Currently we use a work around to create the HelmChart using cloud-init and also provision it via the Rancher UI as additional manifests.
b
It's not EXACTLY on init, but it's pretty close if you use #C013SSBKB6U to deploy the helm. There's all sorts of rules you can enable so it's automagic as well.
We do that to install cert-manager and all our cluster issuers downstream.
k
I think that’s not working using Fleet. Fleet itself is installed after the bootstrap. While in our case we need the chart installed during bootstrap.
b
That's certainly true.
It's just that the additional manifests aren't working?
I might see a potential reason.
k
Not even additional manifests. Those are working fine. The problem is that Rancher provides the additional manifests only once the rancher-cluster-agent is running (and that is only running after bootstrap). So once applying the manifests on the control plane manually everything will boot as expected.

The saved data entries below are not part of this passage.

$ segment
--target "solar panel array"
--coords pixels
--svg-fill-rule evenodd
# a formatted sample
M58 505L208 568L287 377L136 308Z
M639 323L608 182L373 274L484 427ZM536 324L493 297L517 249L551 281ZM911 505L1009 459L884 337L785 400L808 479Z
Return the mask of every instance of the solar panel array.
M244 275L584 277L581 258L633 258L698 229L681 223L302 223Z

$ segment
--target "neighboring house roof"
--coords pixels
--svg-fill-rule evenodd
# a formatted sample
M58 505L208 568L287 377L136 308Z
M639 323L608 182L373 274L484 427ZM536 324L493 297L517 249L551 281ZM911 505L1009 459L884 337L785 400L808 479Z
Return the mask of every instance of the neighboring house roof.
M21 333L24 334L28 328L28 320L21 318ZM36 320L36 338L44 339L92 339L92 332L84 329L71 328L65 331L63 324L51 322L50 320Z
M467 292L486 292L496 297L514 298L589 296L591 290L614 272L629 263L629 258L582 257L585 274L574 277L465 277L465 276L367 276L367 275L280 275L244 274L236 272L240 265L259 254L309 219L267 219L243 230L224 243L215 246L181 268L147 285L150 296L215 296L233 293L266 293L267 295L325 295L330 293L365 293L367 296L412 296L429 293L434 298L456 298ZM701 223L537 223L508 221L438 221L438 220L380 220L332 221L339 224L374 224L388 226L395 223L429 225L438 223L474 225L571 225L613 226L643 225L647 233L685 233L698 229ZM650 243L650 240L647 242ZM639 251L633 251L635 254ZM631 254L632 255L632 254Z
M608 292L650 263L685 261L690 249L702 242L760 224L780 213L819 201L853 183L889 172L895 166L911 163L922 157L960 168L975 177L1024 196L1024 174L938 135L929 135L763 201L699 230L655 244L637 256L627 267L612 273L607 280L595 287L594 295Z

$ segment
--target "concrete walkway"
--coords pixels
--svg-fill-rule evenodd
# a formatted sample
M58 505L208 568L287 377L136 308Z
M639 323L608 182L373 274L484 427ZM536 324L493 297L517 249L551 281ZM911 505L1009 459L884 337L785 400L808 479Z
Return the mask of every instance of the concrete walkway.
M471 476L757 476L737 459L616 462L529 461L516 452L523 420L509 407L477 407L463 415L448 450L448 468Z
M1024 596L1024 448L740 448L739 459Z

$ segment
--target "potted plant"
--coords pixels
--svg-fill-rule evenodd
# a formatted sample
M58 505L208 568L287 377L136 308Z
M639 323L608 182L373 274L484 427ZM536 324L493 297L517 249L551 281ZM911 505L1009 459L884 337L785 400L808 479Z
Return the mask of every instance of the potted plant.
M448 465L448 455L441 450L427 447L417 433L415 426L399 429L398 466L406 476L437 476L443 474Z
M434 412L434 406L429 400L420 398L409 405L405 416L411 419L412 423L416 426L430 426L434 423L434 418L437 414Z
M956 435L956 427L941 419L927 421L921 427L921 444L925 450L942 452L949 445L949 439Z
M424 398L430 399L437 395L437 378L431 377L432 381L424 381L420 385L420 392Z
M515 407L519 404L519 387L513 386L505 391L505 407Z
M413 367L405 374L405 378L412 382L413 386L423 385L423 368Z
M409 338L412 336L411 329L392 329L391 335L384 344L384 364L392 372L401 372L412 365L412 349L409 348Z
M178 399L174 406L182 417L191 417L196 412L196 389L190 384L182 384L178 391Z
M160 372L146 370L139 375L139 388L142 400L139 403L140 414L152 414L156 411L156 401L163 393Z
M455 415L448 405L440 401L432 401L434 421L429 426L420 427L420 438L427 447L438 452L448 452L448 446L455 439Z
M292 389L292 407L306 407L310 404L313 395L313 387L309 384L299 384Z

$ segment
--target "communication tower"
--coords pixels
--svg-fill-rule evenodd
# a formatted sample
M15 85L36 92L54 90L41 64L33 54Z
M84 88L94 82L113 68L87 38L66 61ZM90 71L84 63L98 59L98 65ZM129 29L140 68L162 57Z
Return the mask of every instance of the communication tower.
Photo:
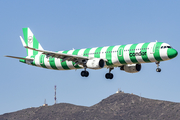
M44 100L43 106L48 106L48 104L46 104L46 99Z
M56 104L56 85L54 86L55 94L54 94L54 104Z

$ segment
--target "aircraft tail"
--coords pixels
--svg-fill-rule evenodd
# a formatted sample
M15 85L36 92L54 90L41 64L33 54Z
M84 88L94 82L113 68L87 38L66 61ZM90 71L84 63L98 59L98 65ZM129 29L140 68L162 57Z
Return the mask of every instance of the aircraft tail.
M43 50L41 44L37 41L30 28L23 28L23 35L24 35L24 40L20 36L23 46L28 46L31 48ZM35 56L38 54L38 51L34 51L31 49L26 48L26 51L27 51L27 56Z

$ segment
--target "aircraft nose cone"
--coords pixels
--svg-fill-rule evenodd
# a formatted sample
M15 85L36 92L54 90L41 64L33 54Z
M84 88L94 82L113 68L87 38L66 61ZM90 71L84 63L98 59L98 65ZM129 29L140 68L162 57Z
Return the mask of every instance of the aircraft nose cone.
M178 52L175 49L168 49L168 57L170 59L175 58L178 55Z

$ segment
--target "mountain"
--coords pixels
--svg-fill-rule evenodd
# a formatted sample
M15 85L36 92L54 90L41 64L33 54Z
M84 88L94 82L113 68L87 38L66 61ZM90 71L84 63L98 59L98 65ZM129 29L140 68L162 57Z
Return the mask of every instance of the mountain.
M180 120L180 103L120 92L91 107L59 103L6 113L0 120Z

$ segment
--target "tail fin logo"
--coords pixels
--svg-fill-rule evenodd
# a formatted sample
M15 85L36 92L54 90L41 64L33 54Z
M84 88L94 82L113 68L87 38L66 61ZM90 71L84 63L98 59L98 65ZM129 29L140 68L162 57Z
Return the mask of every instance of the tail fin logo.
M32 36L29 36L28 37L28 44L31 44L33 42L33 37Z
M23 28L23 34L24 34L24 40L22 39L22 37L20 37L21 41L25 42L25 43L22 42L23 46L28 46L31 48L43 50L42 46L37 41L36 37L34 36L34 34L32 33L32 31L29 28ZM27 56L35 56L38 53L41 54L41 52L30 50L27 48L26 48L26 51L27 51Z

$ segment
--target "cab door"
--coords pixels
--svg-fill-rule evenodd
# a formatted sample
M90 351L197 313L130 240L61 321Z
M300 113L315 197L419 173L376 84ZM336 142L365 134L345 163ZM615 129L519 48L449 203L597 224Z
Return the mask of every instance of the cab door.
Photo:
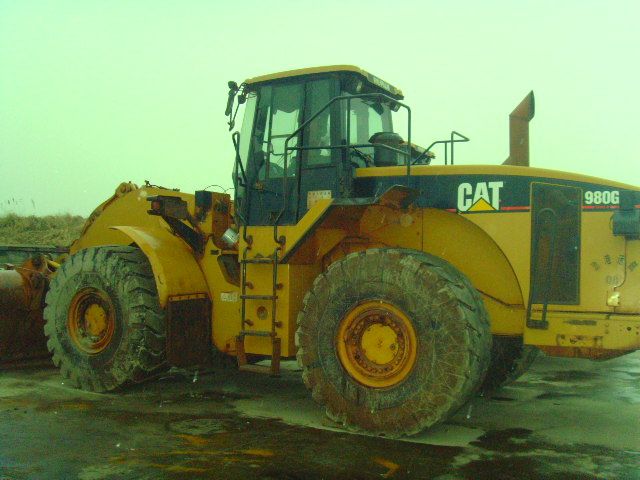
M307 81L305 120L311 119L338 95L336 78ZM340 139L340 108L340 103L334 102L311 120L302 132L298 220L318 199L347 196L345 193L350 189L351 175L343 169L344 149L339 148L344 143Z
M304 84L267 85L258 92L258 108L247 171L249 225L291 224L296 217L295 173L299 151L290 151L285 166L285 141L301 125ZM297 147L300 135L289 141ZM286 185L284 177L286 176Z
M339 138L337 102L289 140L285 166L287 138L338 94L335 77L299 79L258 90L247 167L249 225L295 224L314 199L346 196L351 175L341 168L344 149L331 148L344 143Z

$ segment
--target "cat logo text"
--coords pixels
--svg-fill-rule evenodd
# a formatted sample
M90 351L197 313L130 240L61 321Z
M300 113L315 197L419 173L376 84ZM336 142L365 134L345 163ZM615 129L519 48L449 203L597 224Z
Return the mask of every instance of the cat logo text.
M493 212L500 210L500 190L504 182L479 182L458 185L458 211Z

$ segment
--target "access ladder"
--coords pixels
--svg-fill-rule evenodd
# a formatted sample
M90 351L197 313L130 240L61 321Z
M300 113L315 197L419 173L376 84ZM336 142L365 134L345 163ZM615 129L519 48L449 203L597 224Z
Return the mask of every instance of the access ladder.
M278 337L276 327L281 327L282 322L276 320L276 306L278 300L278 290L282 288L281 284L278 284L278 259L281 245L273 251L273 254L269 257L256 255L249 257L253 238L246 235L246 226L244 227L243 237L246 241L246 246L242 252L241 276L241 325L240 333L236 336L236 356L238 359L238 368L243 371L250 371L256 373L268 373L271 376L280 375L280 358L281 358L281 338ZM271 294L270 295L256 295L247 293L247 290L253 290L254 284L247 279L247 266L248 265L271 265ZM263 300L271 302L271 328L269 330L259 330L252 327L255 326L255 322L247 317L247 300ZM251 364L247 360L247 354L245 350L245 338L246 337L268 337L271 339L271 365L256 365Z

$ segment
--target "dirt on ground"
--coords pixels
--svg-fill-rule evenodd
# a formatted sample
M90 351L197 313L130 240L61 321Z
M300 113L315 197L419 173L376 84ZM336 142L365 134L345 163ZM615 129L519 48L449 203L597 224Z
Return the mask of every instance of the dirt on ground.
M0 479L640 480L640 352L542 356L400 440L349 433L282 367L174 369L109 394L51 368L0 371Z
M0 216L0 245L67 246L80 236L85 218L79 215L23 217L13 213Z

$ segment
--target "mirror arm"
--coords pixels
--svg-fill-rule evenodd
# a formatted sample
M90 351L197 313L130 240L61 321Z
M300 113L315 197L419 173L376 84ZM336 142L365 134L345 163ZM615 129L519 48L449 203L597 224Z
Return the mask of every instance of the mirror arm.
M242 166L242 159L240 158L240 132L233 132L233 134L231 135L231 140L233 141L233 148L236 151L236 171L240 171L240 173L242 174L242 180L244 181L243 186L246 186L247 174L244 171L244 167Z
M242 88L242 86L239 87L236 82L229 82L228 85L229 85L229 97L227 98L227 108L225 108L224 110L224 115L225 117L229 117L229 122L228 122L229 131L231 131L233 130L233 126L235 125L235 119L236 119L236 114L238 113L238 107L240 106L241 103L244 103L244 101L241 102L240 100L238 100L238 105L236 106L235 114L232 116L233 102L236 98L236 95Z
M236 115L238 115L238 109L240 108L240 102L236 105L236 110L233 112L233 116L229 117L229 131L233 130L233 127L236 125Z

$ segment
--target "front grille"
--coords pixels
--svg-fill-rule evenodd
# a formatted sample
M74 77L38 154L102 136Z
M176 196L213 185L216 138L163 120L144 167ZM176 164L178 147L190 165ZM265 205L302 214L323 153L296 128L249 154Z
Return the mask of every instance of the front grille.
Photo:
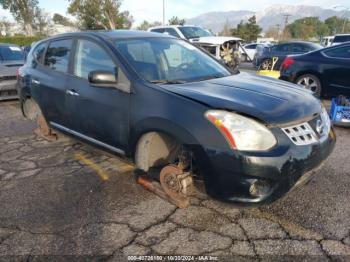
M282 128L283 132L295 145L310 145L323 142L327 139L331 130L331 121L325 108L322 112L310 120L299 125Z
M16 76L0 76L0 81L16 80Z
M310 145L318 141L314 130L308 123L282 128L282 130L297 146Z

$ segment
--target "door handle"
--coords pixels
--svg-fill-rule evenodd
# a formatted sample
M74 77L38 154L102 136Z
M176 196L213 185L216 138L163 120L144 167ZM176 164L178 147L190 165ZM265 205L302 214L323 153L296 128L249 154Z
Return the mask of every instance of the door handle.
M40 85L40 81L36 79L32 79L32 83L36 85Z
M79 96L79 94L75 90L66 90L66 94L70 96Z

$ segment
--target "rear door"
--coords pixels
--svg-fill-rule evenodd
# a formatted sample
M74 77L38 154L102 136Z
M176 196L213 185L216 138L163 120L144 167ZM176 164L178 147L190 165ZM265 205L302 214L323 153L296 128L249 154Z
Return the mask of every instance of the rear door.
M31 93L41 107L46 119L63 126L70 125L69 108L66 104L66 81L73 40L54 39L48 43L43 64L31 69ZM40 55L45 46L38 48Z
M350 96L350 45L335 47L322 54L327 61L323 79L328 93Z
M116 74L117 88L90 84L92 71ZM125 148L129 136L130 82L112 52L94 39L78 39L66 93L71 128L85 139L122 153L119 149Z

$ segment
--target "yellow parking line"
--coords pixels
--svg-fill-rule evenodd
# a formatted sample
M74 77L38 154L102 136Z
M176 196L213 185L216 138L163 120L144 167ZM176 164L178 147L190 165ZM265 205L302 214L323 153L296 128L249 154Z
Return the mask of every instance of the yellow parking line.
M88 165L91 169L95 170L96 173L101 177L103 181L109 180L109 176L107 173L96 163L94 163L92 160L86 158L80 153L75 153L75 159L78 161L83 162L84 164Z

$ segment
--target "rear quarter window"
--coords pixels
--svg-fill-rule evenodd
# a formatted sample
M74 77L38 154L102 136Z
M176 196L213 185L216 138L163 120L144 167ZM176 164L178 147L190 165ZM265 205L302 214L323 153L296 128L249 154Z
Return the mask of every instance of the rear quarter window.
M350 58L350 45L339 48L332 48L324 51L326 56L334 58Z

So that’s also how the workaround works, by provisioning the HelmChart via cloud init in the manifests location and bootstrap is working.
b
RKE2?
yes
sorry you answered that.
k
Yes we use Rancher to provision a RKE2 cluster. So the additional manifests is working as intented. But Rancher is provisioning the manifests too late in mine opinion.
b
I think that would be a new feature request then. It doesn't seem like they ever intended for it to work that way.
k
From a Rancher view I think not. From a RKE2 view it is designed to be used to install resources during bootstrap.
b
Then it would be a bug right? Docs specifically mention that "Editing clusters in YAML allows you to set the options available in an RKE2 installation" But the additional options do not honor the
spec.boostrap=true
setting when provisioned through Rancher.
k
Could be. Will create a GitHub issue these days so see what the maintainers think of this
b
I don't see an existing bug report:
k
I already searched indeed but couldn’t find anything. I was more curious on how people handle this problem. It could well be possible I was just using the additional manifest incorrect.
b
I'd suggest opening a ticket for a couple of reasons: • You may have found a bug, just no one was using it that way. • It's totally possible that other people have had this question but Slack only lasts for 3 months. Putting it on GitHub will allow it to live on much longer. • Google Indexes GitHub so by helping you there, there might be countless other people that have the same issue that it'll end up helping too.
👍 1
So like even if it's not a bug, the docs could be clearer and they'll be something to help/fix.